God’s salvation was not given from a distance. It was and is and always will be personal. He walks along side us through this life and gives us the gift of His presence. Immanuel holds our hands and carries us and whispers that He has suffered too and it is safe to cry with Him.

And he will be called: Wonderful Counselor, Mighty God, Everlasting Father, Prince of Peace. – Isaiah 9:6

This baby’s name is “Wonderful Counselor.”

He is a God who not only listens, but a God who helps.  He guides us in how to put one foot in front of the other when we can’t seem to move or don’t know how to go on.
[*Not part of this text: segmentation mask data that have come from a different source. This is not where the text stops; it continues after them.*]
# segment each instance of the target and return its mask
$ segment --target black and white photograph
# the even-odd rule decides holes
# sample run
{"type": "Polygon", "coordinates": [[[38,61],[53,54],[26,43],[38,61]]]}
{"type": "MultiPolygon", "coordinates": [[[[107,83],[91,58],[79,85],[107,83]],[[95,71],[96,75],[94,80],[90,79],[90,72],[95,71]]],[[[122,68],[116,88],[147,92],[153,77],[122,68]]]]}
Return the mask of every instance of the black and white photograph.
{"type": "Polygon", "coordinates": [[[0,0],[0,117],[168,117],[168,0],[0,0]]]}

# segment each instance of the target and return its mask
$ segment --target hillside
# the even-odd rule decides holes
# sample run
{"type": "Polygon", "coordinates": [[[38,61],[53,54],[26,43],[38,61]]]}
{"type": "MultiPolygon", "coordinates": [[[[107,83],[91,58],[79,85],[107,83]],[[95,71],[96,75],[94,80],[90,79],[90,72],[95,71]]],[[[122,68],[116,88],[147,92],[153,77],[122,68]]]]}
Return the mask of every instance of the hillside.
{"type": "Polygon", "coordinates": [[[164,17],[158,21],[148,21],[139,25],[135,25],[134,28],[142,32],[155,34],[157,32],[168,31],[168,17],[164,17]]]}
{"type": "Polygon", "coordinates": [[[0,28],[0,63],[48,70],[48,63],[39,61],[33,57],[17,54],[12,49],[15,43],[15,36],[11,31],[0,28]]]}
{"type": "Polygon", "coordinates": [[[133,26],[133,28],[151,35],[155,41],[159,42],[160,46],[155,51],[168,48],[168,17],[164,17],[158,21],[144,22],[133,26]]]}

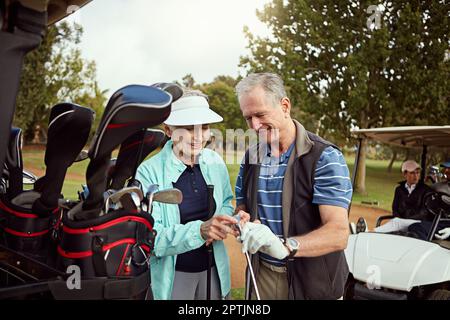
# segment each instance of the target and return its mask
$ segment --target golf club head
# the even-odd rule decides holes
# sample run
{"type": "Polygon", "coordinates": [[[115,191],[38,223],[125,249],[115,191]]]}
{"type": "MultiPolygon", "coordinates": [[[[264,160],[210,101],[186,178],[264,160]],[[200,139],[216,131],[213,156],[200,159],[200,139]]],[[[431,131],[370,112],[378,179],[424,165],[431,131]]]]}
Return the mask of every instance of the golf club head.
{"type": "Polygon", "coordinates": [[[0,194],[5,194],[6,193],[6,180],[2,177],[0,178],[0,194]]]}
{"type": "Polygon", "coordinates": [[[170,93],[170,95],[172,96],[172,103],[180,99],[183,95],[183,89],[176,83],[157,82],[152,84],[150,87],[158,88],[170,93]]]}
{"type": "Polygon", "coordinates": [[[130,85],[112,95],[89,149],[91,161],[86,172],[89,196],[83,203],[85,212],[80,212],[78,219],[96,217],[101,211],[111,152],[134,133],[166,120],[171,103],[170,94],[149,86],[130,85]]]}
{"type": "Polygon", "coordinates": [[[142,191],[141,191],[140,188],[127,187],[127,188],[123,188],[123,189],[117,190],[116,192],[111,194],[109,196],[109,201],[111,203],[118,203],[120,201],[120,198],[122,198],[122,196],[124,194],[128,194],[128,193],[135,193],[139,197],[139,202],[144,199],[144,196],[143,196],[142,191]]]}
{"type": "Polygon", "coordinates": [[[58,206],[67,169],[85,146],[94,115],[91,109],[73,103],[60,103],[52,108],[45,150],[46,171],[35,183],[35,190],[42,193],[33,205],[35,213],[49,214],[58,206]]]}
{"type": "Polygon", "coordinates": [[[37,180],[38,178],[33,173],[26,170],[22,171],[22,182],[24,185],[33,185],[37,180]]]}
{"type": "Polygon", "coordinates": [[[81,150],[78,156],[75,158],[73,162],[80,162],[89,158],[89,153],[87,150],[81,150]]]}
{"type": "Polygon", "coordinates": [[[129,136],[120,145],[109,188],[123,188],[125,181],[135,176],[139,164],[166,141],[164,131],[158,129],[140,130],[129,136]]]}
{"type": "Polygon", "coordinates": [[[180,204],[183,201],[183,193],[176,188],[161,190],[153,194],[153,201],[180,204]]]}

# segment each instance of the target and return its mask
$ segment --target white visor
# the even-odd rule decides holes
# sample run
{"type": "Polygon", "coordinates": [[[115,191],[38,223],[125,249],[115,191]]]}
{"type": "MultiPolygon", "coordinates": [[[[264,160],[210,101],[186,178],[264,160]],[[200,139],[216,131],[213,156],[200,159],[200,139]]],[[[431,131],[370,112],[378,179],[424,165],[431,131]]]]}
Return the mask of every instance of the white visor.
{"type": "Polygon", "coordinates": [[[169,126],[192,126],[217,123],[223,118],[209,108],[208,101],[200,96],[181,97],[172,103],[172,111],[164,124],[169,126]]]}

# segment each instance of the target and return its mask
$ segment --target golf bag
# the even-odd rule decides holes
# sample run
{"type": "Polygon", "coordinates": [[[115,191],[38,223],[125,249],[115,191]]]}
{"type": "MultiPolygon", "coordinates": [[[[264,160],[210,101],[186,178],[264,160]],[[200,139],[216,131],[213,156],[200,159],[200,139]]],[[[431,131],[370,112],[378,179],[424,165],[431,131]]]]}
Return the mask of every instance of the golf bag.
{"type": "MultiPolygon", "coordinates": [[[[139,208],[103,210],[103,193],[109,184],[107,173],[112,151],[130,140],[127,138],[162,123],[170,114],[172,101],[172,95],[161,89],[139,85],[118,90],[108,101],[89,150],[91,161],[86,172],[89,194],[63,214],[57,249],[58,269],[76,265],[82,283],[93,283],[85,289],[83,298],[87,295],[90,299],[142,299],[151,293],[148,262],[155,239],[153,219],[139,208]]],[[[142,161],[139,148],[133,150],[131,155],[122,150],[125,158],[133,159],[131,166],[118,161],[119,167],[116,163],[112,180],[118,188],[134,174],[134,160],[142,161]]],[[[60,294],[70,292],[61,288],[60,294]]]]}
{"type": "Polygon", "coordinates": [[[152,217],[117,210],[95,219],[72,220],[71,215],[80,209],[77,206],[63,215],[57,268],[67,270],[76,265],[83,281],[98,279],[97,285],[104,289],[96,287],[97,294],[89,293],[92,299],[145,298],[150,287],[148,261],[155,239],[152,217]],[[110,286],[114,280],[122,281],[121,291],[108,292],[105,279],[109,279],[110,286]]]}
{"type": "MultiPolygon", "coordinates": [[[[12,193],[8,190],[0,198],[2,244],[41,262],[54,263],[56,229],[61,220],[58,199],[67,168],[85,145],[92,121],[93,112],[78,105],[61,103],[52,108],[45,151],[46,174],[36,181],[32,191],[21,191],[10,199],[8,195],[12,193]]],[[[17,135],[11,139],[17,140],[17,135]]],[[[22,174],[8,178],[13,177],[17,181],[9,181],[9,186],[21,190],[22,174]]]]}
{"type": "Polygon", "coordinates": [[[26,191],[9,201],[0,198],[1,243],[41,262],[49,262],[60,210],[45,217],[33,213],[31,206],[41,195],[26,191]]]}

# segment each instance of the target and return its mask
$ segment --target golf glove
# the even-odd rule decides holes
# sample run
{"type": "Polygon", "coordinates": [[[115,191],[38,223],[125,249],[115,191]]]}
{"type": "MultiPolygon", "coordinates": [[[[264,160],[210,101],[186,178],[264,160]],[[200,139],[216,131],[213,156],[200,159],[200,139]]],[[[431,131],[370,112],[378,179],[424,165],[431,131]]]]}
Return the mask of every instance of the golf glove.
{"type": "Polygon", "coordinates": [[[247,222],[242,228],[240,239],[242,240],[242,252],[248,251],[254,254],[260,251],[279,260],[289,255],[289,250],[281,239],[264,224],[247,222]]]}
{"type": "Polygon", "coordinates": [[[434,236],[440,240],[448,239],[450,237],[450,228],[439,230],[434,236]]]}

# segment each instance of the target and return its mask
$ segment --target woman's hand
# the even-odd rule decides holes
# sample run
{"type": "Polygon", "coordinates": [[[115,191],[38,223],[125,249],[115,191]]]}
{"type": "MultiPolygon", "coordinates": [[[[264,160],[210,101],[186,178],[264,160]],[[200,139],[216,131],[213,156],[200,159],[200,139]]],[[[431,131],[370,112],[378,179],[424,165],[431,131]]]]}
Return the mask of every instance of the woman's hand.
{"type": "Polygon", "coordinates": [[[237,231],[232,228],[236,223],[235,218],[227,215],[213,216],[201,224],[200,234],[208,246],[214,240],[226,239],[229,233],[236,235],[237,231]]]}

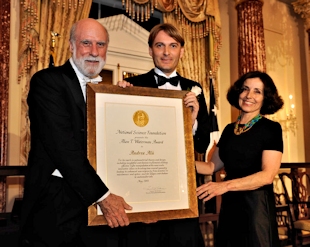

This baby’s name is “Mighty God.”

This actually feels like a difficult name right now, doesn’t it?  We questions why. If He is really so mighty, why, why, why does He not stop tragedies from happening?

Honestly, I don’t know the answer. The interplay between God’s sovereign power and humanity’s free will to do evil has been the stuff of theological debates for centuries.

But here is what brings me comfort: Mighty God is not the name given to a Supreme Being who sits ruling on His throne from a distance. It is the name given to our Savior, to Jesus, the One who came to save. This world may seem beyond repair, but our Mighty God says otherwise.

This baby’s name is “Everlasting Father.”

He is a King who cares for his people the way a father cares for his children. He reaches His arms out wide and invites us to collapse into them.  He will not leave. We can stay in His embrace as long as we need to be held.

This baby’s name is “Prince of Peace.”

He can and will restore shalom. He has brought shalom already by making a way for humanity to have peace with God. We can have his calming presence with us as we walk through times of turmoil.

And one day, this baby that was born and lived and died and rose again on this earth  thousands of years ago will come back to this earth again. He will restore shalom for good, making all things right and perfect and beautiful.

As we walk around the rest of this season, as we see the nativity scenes on display in homes and stores, we can remember the names of this baby lying still in the manger.

This baby’s name is Jesus. Immanuel. Wonderful Counselor. Mighty God. Everlasting Father. Prince of Peace.

 

Wonder: Rediscover the Christmas Story is an Advent series designed to help us pause and reflect on how amazing the stories of Jesus’ birth really are. To break through the cluttered busyness of the season and touch our hearts with the awe of what God has done. Let’s make this a season of wonder and worship, marveling together at our great God.